Hear the Best New Folk Music with Fresh Cuts Friday

Ready for some of the best new music we’ve heard this week? It’s a great list as you’ll see below — and as you’ll hear when you join me for my ‘Fresh Cuts’ radio hour! Listen every Friday at 2 p.m. Eastern, 11 a.m. Pacific via the 24/7 stream on our website, app, or your smart speaker.

Or, just click on the Fresh Cuts stream whenever it’s convenient for you.

In the meantime, check out some of the best new music we’ve been listening to this week.

—–
Folk Alley is able to produce and offer this weekly new music hour thanks to support from our members. If you enjoy the Fresh Cuts hour please donate to Folk Alley or consider becoming a sponsor.

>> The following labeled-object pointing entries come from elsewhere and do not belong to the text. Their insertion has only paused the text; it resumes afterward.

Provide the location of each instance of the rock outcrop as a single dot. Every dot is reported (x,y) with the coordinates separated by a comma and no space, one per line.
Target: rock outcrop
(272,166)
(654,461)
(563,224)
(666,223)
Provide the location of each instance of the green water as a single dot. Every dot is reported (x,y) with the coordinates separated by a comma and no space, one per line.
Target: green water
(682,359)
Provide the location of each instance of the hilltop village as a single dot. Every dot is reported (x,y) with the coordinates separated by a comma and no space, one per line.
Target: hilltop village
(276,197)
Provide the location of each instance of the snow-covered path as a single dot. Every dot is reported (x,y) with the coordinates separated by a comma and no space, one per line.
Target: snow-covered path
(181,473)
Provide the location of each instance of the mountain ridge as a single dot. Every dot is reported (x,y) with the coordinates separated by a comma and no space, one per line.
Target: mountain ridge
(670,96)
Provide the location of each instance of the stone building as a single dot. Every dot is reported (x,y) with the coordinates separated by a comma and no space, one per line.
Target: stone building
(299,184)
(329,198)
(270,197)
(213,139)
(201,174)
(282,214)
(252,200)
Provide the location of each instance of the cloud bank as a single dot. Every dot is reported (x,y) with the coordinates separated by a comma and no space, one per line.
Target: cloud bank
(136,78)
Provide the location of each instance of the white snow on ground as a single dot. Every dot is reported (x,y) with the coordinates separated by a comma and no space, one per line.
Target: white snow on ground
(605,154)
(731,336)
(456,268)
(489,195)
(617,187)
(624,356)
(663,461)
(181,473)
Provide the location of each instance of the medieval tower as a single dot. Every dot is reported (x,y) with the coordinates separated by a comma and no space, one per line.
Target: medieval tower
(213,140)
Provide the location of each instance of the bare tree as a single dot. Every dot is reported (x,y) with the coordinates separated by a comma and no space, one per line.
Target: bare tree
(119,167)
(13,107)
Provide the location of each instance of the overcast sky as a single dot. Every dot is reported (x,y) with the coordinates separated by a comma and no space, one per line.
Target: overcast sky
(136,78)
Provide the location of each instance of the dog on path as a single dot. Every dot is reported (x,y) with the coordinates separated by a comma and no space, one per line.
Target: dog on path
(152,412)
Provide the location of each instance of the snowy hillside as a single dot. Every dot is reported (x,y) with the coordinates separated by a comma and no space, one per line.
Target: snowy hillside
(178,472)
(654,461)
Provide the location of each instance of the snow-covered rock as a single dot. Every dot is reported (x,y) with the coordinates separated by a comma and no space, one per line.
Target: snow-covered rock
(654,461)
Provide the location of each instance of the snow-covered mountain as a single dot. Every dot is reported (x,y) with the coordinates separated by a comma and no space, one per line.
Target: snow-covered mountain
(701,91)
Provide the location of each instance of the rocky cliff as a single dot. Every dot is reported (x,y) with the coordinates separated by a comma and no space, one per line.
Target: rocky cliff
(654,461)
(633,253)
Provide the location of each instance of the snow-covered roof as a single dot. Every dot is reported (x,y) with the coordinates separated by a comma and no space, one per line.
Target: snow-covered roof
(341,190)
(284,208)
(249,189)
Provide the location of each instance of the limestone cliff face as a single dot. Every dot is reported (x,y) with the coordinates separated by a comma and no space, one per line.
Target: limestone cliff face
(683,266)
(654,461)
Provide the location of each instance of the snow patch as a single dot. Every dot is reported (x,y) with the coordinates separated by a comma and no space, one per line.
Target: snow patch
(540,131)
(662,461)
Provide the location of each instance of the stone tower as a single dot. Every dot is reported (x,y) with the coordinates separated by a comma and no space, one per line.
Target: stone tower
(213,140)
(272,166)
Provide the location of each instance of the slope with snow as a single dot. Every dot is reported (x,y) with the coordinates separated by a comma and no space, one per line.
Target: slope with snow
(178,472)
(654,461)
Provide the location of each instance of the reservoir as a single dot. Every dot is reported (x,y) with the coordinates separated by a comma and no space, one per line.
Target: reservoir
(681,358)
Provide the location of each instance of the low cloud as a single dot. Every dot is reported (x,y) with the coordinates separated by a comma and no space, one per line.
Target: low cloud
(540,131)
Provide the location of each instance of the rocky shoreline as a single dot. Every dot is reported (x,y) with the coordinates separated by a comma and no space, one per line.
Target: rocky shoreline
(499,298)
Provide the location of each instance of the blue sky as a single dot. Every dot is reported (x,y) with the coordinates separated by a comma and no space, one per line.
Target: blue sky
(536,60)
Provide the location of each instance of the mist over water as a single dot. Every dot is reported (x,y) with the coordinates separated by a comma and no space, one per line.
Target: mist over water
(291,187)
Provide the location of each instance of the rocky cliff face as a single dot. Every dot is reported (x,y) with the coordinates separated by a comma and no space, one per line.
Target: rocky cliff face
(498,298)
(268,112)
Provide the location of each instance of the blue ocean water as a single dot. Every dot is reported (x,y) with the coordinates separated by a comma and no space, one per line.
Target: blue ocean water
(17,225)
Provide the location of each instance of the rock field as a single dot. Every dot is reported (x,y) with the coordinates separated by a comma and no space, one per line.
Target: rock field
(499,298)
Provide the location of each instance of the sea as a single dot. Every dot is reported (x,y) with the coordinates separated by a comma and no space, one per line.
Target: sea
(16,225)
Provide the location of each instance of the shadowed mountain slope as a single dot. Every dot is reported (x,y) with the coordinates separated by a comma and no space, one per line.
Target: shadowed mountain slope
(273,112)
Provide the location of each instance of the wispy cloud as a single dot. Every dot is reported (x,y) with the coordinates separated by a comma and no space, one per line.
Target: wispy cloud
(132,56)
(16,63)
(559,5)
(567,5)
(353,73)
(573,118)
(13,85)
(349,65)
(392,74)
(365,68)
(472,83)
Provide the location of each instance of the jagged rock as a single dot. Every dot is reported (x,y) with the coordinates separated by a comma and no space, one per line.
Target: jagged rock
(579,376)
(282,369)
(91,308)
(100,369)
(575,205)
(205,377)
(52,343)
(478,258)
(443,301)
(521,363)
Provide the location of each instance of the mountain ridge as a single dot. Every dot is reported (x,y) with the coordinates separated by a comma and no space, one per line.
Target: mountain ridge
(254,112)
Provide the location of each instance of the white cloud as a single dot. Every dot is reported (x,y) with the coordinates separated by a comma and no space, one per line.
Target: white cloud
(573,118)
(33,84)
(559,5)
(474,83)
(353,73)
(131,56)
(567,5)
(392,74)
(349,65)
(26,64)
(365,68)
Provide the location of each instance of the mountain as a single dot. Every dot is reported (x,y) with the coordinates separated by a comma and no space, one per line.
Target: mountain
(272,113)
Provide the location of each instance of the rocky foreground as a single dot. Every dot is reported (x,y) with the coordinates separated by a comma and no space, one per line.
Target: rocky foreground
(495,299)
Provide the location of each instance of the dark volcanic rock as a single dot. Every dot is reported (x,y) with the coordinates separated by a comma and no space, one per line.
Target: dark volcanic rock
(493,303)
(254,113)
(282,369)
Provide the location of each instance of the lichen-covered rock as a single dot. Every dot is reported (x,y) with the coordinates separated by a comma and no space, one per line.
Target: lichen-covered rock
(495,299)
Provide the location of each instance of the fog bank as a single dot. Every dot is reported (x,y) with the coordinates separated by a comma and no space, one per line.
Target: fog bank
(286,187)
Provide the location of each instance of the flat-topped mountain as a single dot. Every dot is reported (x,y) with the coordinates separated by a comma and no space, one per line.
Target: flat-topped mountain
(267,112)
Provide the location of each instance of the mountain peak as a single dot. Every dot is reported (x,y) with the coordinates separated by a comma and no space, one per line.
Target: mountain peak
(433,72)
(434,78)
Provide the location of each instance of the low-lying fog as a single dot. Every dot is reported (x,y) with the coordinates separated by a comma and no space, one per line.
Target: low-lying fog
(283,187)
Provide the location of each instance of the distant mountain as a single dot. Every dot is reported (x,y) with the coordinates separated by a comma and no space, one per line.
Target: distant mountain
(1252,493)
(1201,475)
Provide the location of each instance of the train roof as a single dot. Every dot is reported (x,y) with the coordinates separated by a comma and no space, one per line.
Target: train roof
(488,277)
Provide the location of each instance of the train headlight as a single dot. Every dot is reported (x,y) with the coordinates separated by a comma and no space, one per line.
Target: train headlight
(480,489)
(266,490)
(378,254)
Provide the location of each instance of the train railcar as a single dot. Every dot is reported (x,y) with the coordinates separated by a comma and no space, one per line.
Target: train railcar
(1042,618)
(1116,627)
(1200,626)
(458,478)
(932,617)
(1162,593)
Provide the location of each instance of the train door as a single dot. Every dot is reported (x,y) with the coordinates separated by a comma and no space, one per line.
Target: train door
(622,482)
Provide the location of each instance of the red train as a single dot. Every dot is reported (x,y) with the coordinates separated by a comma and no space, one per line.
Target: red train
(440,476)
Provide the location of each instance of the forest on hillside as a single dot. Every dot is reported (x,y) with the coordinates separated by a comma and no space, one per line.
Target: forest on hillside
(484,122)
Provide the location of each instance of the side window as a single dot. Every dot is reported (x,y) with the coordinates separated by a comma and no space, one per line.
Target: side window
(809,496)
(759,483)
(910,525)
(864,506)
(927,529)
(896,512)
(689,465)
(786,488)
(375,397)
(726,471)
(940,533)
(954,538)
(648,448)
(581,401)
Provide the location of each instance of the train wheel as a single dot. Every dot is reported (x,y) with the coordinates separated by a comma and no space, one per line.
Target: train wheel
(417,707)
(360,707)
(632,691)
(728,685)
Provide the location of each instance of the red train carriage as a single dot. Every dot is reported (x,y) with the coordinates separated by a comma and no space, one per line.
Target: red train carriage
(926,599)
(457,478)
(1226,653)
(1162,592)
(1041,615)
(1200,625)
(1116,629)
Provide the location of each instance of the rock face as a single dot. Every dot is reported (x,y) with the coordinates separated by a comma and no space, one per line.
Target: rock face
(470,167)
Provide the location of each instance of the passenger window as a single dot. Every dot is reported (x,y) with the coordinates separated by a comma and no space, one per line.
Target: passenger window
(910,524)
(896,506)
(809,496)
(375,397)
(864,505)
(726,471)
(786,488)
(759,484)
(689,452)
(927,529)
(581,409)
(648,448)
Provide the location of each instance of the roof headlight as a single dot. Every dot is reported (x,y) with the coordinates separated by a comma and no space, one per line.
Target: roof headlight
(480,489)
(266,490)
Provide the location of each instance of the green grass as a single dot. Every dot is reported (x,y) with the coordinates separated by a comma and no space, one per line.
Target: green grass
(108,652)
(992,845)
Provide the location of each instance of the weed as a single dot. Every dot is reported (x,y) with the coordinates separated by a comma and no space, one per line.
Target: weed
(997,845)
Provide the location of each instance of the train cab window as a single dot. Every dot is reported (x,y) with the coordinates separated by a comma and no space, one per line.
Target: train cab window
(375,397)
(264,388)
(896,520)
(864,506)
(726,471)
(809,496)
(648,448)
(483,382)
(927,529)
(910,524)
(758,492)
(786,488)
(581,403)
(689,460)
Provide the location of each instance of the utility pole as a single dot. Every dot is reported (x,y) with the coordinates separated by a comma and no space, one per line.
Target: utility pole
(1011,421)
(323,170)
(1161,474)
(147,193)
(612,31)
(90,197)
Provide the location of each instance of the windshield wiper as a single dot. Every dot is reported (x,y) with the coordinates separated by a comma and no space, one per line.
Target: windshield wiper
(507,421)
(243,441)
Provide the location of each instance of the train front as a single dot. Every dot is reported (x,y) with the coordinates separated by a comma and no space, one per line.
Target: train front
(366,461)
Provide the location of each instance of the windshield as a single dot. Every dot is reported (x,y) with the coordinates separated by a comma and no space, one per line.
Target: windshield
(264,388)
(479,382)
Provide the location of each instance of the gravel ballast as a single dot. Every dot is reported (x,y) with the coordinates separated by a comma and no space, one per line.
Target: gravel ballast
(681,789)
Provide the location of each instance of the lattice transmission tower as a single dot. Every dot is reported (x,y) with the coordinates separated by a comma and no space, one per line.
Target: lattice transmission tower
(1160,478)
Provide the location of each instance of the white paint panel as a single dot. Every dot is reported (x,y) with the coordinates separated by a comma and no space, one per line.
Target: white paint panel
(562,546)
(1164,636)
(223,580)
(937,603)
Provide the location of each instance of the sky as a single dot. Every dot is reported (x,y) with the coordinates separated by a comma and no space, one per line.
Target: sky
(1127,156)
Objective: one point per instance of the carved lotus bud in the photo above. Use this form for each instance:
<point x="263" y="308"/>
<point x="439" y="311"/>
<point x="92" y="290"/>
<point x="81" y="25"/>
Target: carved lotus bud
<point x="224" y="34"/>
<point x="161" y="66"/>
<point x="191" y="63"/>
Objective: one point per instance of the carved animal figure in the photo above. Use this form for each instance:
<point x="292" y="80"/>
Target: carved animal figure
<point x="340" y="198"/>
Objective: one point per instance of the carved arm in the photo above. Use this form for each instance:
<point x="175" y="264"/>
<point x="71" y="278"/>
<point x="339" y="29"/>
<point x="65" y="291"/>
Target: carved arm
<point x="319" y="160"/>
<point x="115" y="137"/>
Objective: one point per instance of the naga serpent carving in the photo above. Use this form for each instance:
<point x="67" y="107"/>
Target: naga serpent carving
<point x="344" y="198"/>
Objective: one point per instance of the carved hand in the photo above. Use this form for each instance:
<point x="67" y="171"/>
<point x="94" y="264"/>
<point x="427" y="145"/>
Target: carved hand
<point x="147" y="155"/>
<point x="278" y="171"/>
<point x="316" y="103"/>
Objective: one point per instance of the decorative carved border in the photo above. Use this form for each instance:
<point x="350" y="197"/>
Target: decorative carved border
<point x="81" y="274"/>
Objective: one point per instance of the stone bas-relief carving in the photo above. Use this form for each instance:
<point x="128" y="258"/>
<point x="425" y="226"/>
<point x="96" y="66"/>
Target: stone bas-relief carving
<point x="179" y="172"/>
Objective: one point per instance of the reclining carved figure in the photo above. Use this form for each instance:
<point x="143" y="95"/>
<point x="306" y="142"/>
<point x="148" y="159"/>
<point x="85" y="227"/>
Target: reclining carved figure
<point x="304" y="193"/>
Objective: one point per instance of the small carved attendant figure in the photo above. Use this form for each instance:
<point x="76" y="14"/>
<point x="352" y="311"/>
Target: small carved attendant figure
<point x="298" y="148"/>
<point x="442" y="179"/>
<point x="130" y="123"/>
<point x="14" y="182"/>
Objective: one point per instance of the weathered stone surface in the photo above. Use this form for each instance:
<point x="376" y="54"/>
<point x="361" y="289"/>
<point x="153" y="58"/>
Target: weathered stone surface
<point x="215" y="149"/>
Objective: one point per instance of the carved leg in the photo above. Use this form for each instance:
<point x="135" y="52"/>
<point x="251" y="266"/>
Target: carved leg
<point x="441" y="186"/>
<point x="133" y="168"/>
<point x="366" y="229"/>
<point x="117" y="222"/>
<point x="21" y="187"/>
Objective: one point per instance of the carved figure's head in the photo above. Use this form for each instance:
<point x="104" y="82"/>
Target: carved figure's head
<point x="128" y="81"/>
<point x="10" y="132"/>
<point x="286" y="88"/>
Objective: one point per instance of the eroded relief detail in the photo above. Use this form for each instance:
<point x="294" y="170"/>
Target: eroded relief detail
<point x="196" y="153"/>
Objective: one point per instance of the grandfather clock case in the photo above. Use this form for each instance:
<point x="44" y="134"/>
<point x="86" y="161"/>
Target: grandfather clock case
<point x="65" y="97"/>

Arny Margret, “I Miss You, I Do”

Iceland’s Arny Margret returns with her second album,I Miss You, I Do (out March 7). Produced by Josh Kaufman, the title track ‘I Miss You, I Do’ was recorded with Kaufman in Kingston, New York and was written the night before Arny met him. “I wanted to have a good song to take with me, so I wrote it in my pajamas in the Airbnb I was staying at before I went to sleep. I think it’s become the song I’m most fond of on the album.”


Beirut, “Caspian Tiger”

Beirut frontman Zach Condon wrote “Caspian Tiger” as part of the soundtrack for the Swedish contemporary circus company Kompani Giraff’s international touring production, A Study of Losses. Condon says of the track: “I found Kompani Giraff’s project so enticing, and writing something for acrobats to perform to [was so] enjoyable.”


Sam Moss, “Dance”

The Virginia songwriter/instrumentalist/woodworker Sam Moss releases his next LP, Swimming on February 7th, 2025, featuring Isa Burke, Jake Xerxes Fussell, Molly Sarlé (Mountain Man). He describes “Dance” as “a song for moving through the sorrow.”


Rose Cousins, “Denouement” 

As we slowly get glimpses of Rose Cousins’ upcoming album Conditions Of Love – Vol 1, (out March 14), she knocks us a good one for the heart with “Denouement.” “What are we looking for from love, anyway?” says Cousins. “We want to show and tell, to be seen, understood, and held. We want expansion, a new version of love, and at the same time, safety. We want to be loved for who we are, yet often, we don’t even know the answer to that question. But longing and belonging spur us to keep trying romantic love. We willingly dive in with someone brand new, a stranger actually, without ever knowing how the story will end.”